Sarah recalls that when her sister was two years old, she developed a high-grade fever and started having a seizure. Sarah’s parents rushed her to the hospital where she was submerged under cold water to lower her body temperature and given medications. However, by that point, her sister had suffered brain damage.
Sarah’s sister had a Febrile Seizure. These are very common in children and occur when the body’s temperature is high enough to trigger metabolic changes. These changes then produce toxins that cause the muscle to spasm and lead to the seizure. Encephalopathy occurs when the temperature is prolonged and the bacteria or the viral infection spreads to the brain.
Her sister lost some motor function and speech ability but saw specialists for rehabilitation. When her sister saw a Neurologist, she was given a CAT Scan and MRI to see what areas of the brain were damaged. An EEG measures brain waves painlessly through small wires and electrodes on the head. People with irregular brain waves suffer from seizures and can be diagnosed with Epilepsy. Luckily, in this case, she was a child at the time of the incident and still had the ability to regrow neurons or remodel the brain.
Seizures are caused by electrical activity in the brain when normal pathways are being disrupted. This causes electrical activity to stimulate muscles. One type of seizure is a Tonic-Clonic Seizure where muscles are moving uncontrolled and rapidly. Another is called an Absence Seizures and a person’s face may go blank and unresponsive. Another is a Petit Mal Seizures which are milder muscle-based seizures. Her sister was on medication to control the seizures but is no longer on seizure medication. Although it took 6 or 7 years, her seizures eventually stopped
She also saw a speech therapist. She learned how to speak and how to swallow. This is because the muscles in the mouth that control speech also control swallowing. Learning how to control these muscles prevents choking, aspiration, and pneumonia. She also saw physical and occupational therapists. Physical therapists help with the range of motion, while occupational therapists help with specific skills.
After extensive therapy, her sister was enrolled in public school and special education.
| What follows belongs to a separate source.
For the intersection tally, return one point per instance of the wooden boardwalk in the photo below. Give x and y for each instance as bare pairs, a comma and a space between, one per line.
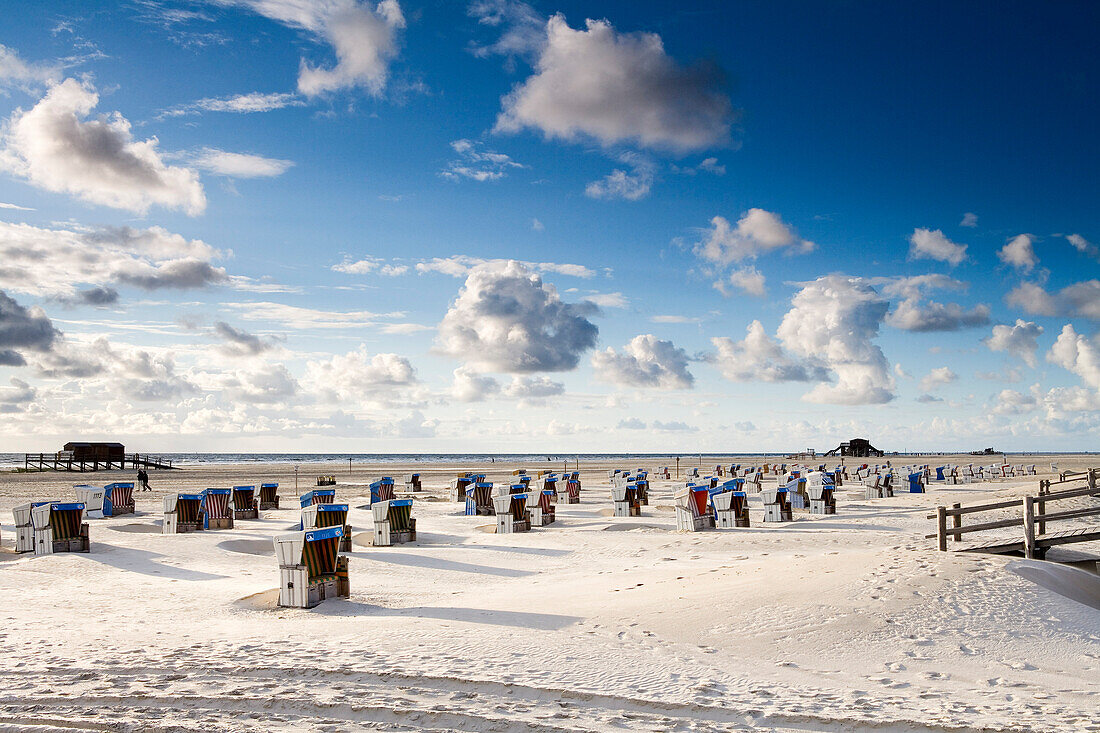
1034, 539
63, 461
She continued to improve and graduated from High School.
While Encephalopathy can be devastating, there are ways that people can improve.
Sarah wonders what “red flags” parents should be looking for when it comes to Encephalopathy. Dr. Emran suggests that temperatures should be taken seriously and to use over the counter medicine like Tylenol or Motrin to lessen the fever.
Dr. Emran also encourages vaccinations for all children and adults, especially the Flu Vaccine and the Meningitis Vaccine. This lowers the risk of Encephalopathy occurring. For those who are skeptical of vaccines, he suggests having a candid conversation with your doctor to be fully informed.